Forcé de constater que sa décision de faire adopter son projet de réforme des retraites en recourant à la politique des coups de matraque n’avait pas vraiment mis fin à la contestation sociale, le Président de la République a pris la parole hier dans le cadre des JT de 13 heures de TF1 et France 2, afin de faire une nouvelle fois valoir le bien-fondé de sa démarche.
Ayant pris le parti de camper ses positions sans rien concéder aux opposants au projet de réforme, Emmanuel Macron mise sans doute sur l’essoufflement et le pourrissement de la mobilisation. Un pari risqué.
Le beau “chemin démocratique” du projet de réforme des retraites
Interrogé par Marie-Sophie Lacarrau et Julian Bugier – que l’on qualifiera difficilement, sur ce coup, de pugnaces – le Président de la République a pu dérouler son argumentaire bien connu. D’après lui, son projet de réforme des retraites est rendu inévitable – et Emmanuel Macron le regrette bien évidemment ! – par l’évolution démographique et par la nécessité de travailler plus afin de financer la rénovation du pays. Au fond, l’opposition massive à la fort légitime démarche gouvernementale ne serait due qu’à un défaut de pédagogie incombant à l’exécutif. Partant de tous ces éléments, le chef de l’Etat a promis une application de la réforme autour de la fin de l’année. En somme : rentrez chez vous, braves Français qui ne comprenez décidément rien à rien et ne vous mettez plus en travers du “chemin démocratique” de mon beau projet.
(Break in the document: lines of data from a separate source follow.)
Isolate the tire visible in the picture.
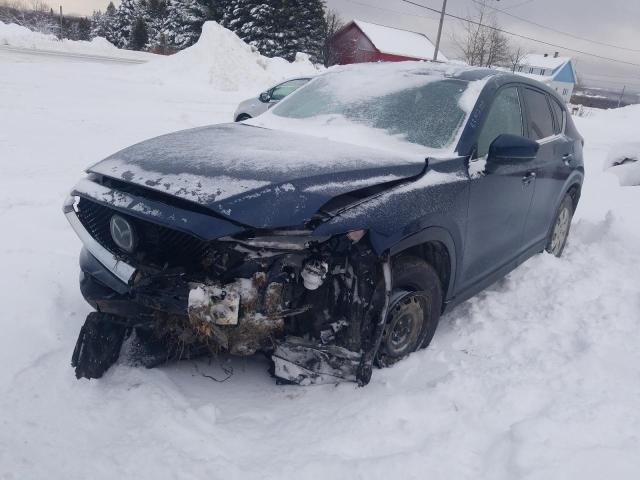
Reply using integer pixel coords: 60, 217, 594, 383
376, 257, 442, 367
545, 194, 573, 257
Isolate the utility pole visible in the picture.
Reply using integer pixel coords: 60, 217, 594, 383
433, 0, 447, 62
618, 85, 627, 108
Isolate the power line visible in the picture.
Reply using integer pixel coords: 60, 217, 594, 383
473, 0, 640, 53
505, 0, 533, 10
401, 0, 640, 67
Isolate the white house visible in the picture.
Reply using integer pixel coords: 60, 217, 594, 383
515, 52, 577, 103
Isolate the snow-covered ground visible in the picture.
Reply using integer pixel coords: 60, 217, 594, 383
0, 22, 158, 63
0, 22, 640, 480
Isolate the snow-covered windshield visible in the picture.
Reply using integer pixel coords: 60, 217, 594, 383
256, 65, 475, 149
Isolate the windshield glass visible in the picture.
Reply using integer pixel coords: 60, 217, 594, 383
260, 65, 476, 149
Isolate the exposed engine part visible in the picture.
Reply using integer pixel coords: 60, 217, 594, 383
271, 337, 362, 385
71, 312, 127, 379
72, 200, 390, 385
300, 259, 329, 290
347, 230, 367, 243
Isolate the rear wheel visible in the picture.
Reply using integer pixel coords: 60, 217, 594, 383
546, 194, 573, 257
376, 257, 442, 367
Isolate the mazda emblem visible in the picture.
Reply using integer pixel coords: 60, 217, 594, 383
110, 215, 136, 253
Quelques provocations au passage
Déroulant son propos, le Président de la République n’a, plusieurs fois finissant par constituer coutume, pas pu s’empêcher de distiller quelques petites provocations à l’endroit des opposants à son texte. Estimant que ses propos de la veille sur l’absence de légitimité de la “foule” par rapport aux “élus” étaient des “propos qui clarifient”, il a affirmé que les manifestations donnaient notamment lieu à l’expression de “factieux” et de “factions”. Par ailleurs, nonobstant la poursuite du mouvement de contestation de son projet de réforme, le chef de l’Etat a appelé à l’engagement, “à marche forcée” si nécessaire, d’autres chantiers de réforme structurels – on se souvient par exemple, à ce sujet, qu’Olivier Dussopt, le ministre du Travail, a récemment évoqué l’opportunité de l’élaboration d’une nouvelle “loi Travail”.
La stratégie macroniste du pourrissement
Ainsi donc, on l’a bien compris, Emmanuel Macron a non seulement voulu montrer qu’il refusait décidément de prendre en compte la puissance du rejet, dans l’opinion, de son projet de réforme mais il a également feint de faire comme si tout le monde était déjà passé à autre chose et qu’il était temps que les responsables syndicaux prennent acte de cette évolution. Le chef de l’Etat, autrement dit, mise clairement sur l’essoufflement de la mobilisation sociale. Surtout, par ses petites provocations, ainsi que par son attitude toujours arrogante, il semble faire le pari du pourrissement du mouvement par des éléments radicaux – gage, de son point de vue, d’un discrédit croissant de ce mouvement dans l’opinion publique.
Un pari risqué
Si l’on comprend aisément que l’exécutif soit tenté de recourir à cette stratégie classique d’endiguement des mobilisations sociales, encore faut-il toutefois préciser que son pari apparaît, en l’occurrence, pour le moins risqué. Comme le Président de la République l’a dit lui-même, les “colères” des Français sont actuellement multiples, et grandes. Il n’est dès lors pas certain du tout que la radicalisation du mouvement emporterait nécessairement son discrédit. En réalité, c’est même le contraire qui est envisageable, tant l’envie “d’en découdre” est palpable y compris du côté de groupes sociaux pourtant traditionnellement peu portés aux emportements politiques et sociaux. Sauf à vouloir engager la France dans la voie, condamnable, de la répression policière durable d’un mouvement social qui pourrait s’inscrire dans la durée, l’exécutif paraît donc prendre bien des risques à jouer ainsi le pourrissement de la mobilisation contre le projet de réforme des retraites.